Yardman and John edged round Billy and the flattened box and stood in the rear area, looking down at Patrick’s body.
‘Why did you do it back here?’ John said. Billy didn’t answer. His gaze was fixed on me.
Yardman said mildly, ‘Billy, Mr Rous-Wheeler wants to know why you brought the pilot here to shoot him?’
Billy smiled and spoke to me. ‘I wanted you to watch,’ he said.
John – Rous-Wheeler – said faintly, ‘My God,’ and I turned my head and found him staring at my ribs.
‘Pretty good shooting,’ said Billy complacently, following the direction of his eyes and taking his tone as a compliment. ‘There’s no fat on him and the skin over his ribs is thin. See where I’ve got every shot straight along a bone? Neat, that’s what it is. A bit of craftsmanship Id’ say. These lines are what I’m talking about,’ he was anxious to make his point, ‘not all that black and red around them. That’s only dried blood and powder burn.’
Rous-Wheeler, to do him justice, looked faintly sick.
‘All right, Billy,’ Yardman said calmly. ‘Finish him off.’
Billy lifted his gun. I had long accepted the inevitability of that moment, and I felt no emotion but regret.
‘He’s not afraid,’ Billy said. He sounded disappointed.
‘What of it?’ Yardman asked.
‘I want him to be afraid.’
Yardman shrugged. ‘I can’t see what difference it makes.’

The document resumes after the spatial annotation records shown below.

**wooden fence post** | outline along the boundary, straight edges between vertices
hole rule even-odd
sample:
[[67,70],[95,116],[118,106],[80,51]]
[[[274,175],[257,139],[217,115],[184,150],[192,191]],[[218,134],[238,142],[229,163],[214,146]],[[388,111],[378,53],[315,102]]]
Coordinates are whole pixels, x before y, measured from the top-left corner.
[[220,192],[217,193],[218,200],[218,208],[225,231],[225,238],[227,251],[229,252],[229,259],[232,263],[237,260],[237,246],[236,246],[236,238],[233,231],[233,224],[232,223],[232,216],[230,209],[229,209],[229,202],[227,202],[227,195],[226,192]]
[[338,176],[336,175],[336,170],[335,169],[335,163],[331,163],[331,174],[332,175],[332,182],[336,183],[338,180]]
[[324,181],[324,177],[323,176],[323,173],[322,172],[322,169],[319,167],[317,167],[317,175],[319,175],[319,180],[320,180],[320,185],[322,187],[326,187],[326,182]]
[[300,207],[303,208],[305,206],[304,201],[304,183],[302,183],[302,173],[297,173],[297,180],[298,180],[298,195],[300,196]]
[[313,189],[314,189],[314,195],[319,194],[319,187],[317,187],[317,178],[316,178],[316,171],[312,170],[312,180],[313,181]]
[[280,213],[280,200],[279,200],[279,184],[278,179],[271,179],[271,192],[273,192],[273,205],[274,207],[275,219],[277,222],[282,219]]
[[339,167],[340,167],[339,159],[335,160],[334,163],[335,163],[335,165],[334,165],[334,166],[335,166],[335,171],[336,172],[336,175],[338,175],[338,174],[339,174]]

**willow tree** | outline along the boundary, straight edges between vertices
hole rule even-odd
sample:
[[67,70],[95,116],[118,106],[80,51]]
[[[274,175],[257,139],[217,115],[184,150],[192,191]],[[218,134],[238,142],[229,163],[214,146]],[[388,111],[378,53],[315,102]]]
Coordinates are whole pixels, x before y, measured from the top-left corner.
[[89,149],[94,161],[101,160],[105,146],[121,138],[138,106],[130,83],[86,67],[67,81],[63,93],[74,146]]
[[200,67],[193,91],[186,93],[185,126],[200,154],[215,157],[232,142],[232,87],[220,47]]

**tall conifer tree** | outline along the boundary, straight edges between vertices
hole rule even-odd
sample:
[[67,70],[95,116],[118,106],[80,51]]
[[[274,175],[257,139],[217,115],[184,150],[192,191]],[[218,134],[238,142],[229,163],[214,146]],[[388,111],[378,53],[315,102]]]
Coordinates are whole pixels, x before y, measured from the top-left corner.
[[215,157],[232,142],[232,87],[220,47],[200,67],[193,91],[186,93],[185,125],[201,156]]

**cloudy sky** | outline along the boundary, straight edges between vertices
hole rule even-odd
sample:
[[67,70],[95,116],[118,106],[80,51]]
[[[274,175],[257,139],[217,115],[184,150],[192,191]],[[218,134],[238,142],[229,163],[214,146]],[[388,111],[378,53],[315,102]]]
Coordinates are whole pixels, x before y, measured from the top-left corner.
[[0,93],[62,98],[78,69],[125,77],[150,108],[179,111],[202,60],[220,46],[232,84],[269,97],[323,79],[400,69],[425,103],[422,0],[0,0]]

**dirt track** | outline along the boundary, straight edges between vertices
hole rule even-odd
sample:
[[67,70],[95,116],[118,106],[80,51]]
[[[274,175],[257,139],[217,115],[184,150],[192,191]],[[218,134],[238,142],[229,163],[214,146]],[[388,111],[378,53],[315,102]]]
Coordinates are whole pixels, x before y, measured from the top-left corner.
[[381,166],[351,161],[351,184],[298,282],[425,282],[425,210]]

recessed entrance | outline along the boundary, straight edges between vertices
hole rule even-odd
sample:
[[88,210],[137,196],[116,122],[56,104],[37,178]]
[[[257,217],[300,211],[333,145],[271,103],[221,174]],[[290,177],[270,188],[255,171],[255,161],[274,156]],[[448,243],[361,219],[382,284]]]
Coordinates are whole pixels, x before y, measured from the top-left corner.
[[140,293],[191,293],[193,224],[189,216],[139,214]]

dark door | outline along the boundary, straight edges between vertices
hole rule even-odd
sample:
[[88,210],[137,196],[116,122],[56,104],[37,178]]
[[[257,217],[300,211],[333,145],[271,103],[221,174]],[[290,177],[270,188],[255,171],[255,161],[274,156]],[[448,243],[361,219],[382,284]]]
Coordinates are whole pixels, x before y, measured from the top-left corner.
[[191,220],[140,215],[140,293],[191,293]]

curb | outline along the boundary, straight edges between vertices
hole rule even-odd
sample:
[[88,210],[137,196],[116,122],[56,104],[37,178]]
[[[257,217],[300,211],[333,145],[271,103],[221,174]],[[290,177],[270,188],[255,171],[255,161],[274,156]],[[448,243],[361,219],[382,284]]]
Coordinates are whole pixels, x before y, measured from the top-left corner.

To Billy it made all the difference in the world. ‘Let me take a little time over him, huh? We’ve got hours to wait.’
Yardman sighed. ‘All right, Billy, if that’s what you want. Do all the other little jobs first, eh? Shut all the curtains on the plane first, we don’t want to advertise ourselves. And then go down and tell Giuseppe to turn those landing lights off, the stupid fool’s left them on. He’ll have ladders and paint waiting for us. He and you and Alf can start straight away on painting out the airline’s name and the plane’s registration letters.’
‘Yeah,’ said Billy. ‘O.K. And while I’m doing it I’ll think of something.’ He put his face close to mine, mocking. ‘Something special for your effing lordship.’
He put the gun in its holster and the silencer in his pocket, and drew all the curtains in the back part of the plane, before starting forward to do the rest.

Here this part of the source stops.